About 40 percent of the natural gas produced in the U.S. comes from unconventional reservoirs, mainly from very low-permeability formations. In order to produce this gas, it is necessary to stimulate each well with hydraulic fracturing. Unfortunately, hydraulic fracturing has some problems associated with it. These problems include: 1) Risk of fracturing into adjacent water zones or high permeability leak zones due to limited control on the placement of the induced fractures; 2) Water resource issues associated with the vast quantities of water required to create the fractures;  3) Fractures are very thin so formation damage due to water sensitive clays and gelling additives may result in the substantial flow restriction within the completed fracture; 4) Production is high after initial fracturing but falls off dramatically after a year or two of production; 5) Only a tenth of the gas in place can be produced due to the rapid decline in production rate; 6) Knowledge of the distribution of natural fractures in the target formation is required to design a treatment that will achieve optimal well performance; 7) Fracturing is expensive often costing more than drilling the well.

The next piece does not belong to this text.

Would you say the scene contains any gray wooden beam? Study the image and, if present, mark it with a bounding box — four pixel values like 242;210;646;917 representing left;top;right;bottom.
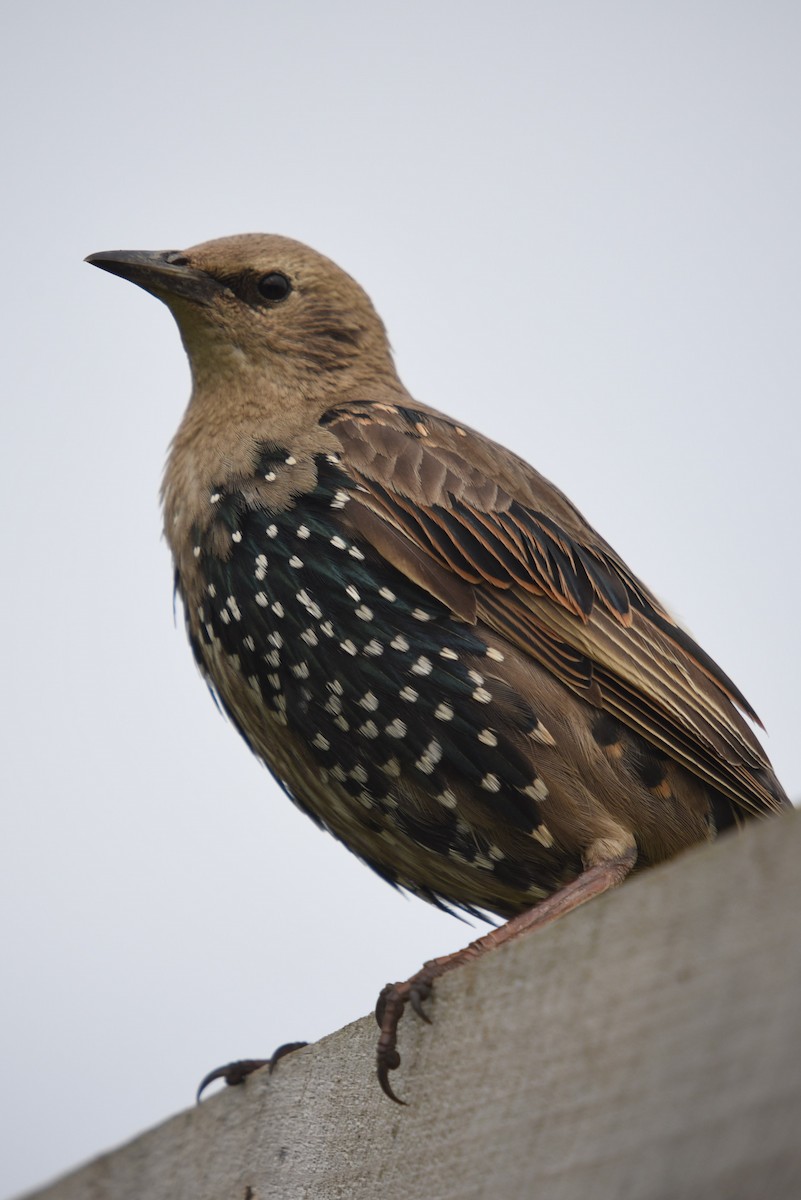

This project’s aim was to develop conceptual designs for an alternative method of well stimulation that involves cutting deep slots from the borehole into the adjacent formation to increase the volume of reservoir rock exposed to the well bore and thereby enhance gas production. Carter Technologies created and evaluated many different methods from rotating mills to high-pressure water jets.  Carter performed computer modeling using public domain and peer reviewed friction equations to evaluate the feasibility of the slot cutting hardware designs. Published data on drill pipe coefficient of friction along with proprietary data from Carter on the coefficient of friction of cable cutting rock was used in an elaborate model to evaluate force and friction. Concept and design drawings were prepared for the most promising concepts, and these concepts were evaluated and compared. Multiple potentially feasible concepts were considered in parallel throughout the project term with the Slot-Drill method, which showed the greatest cost advantage over fracturing, recommended for further development.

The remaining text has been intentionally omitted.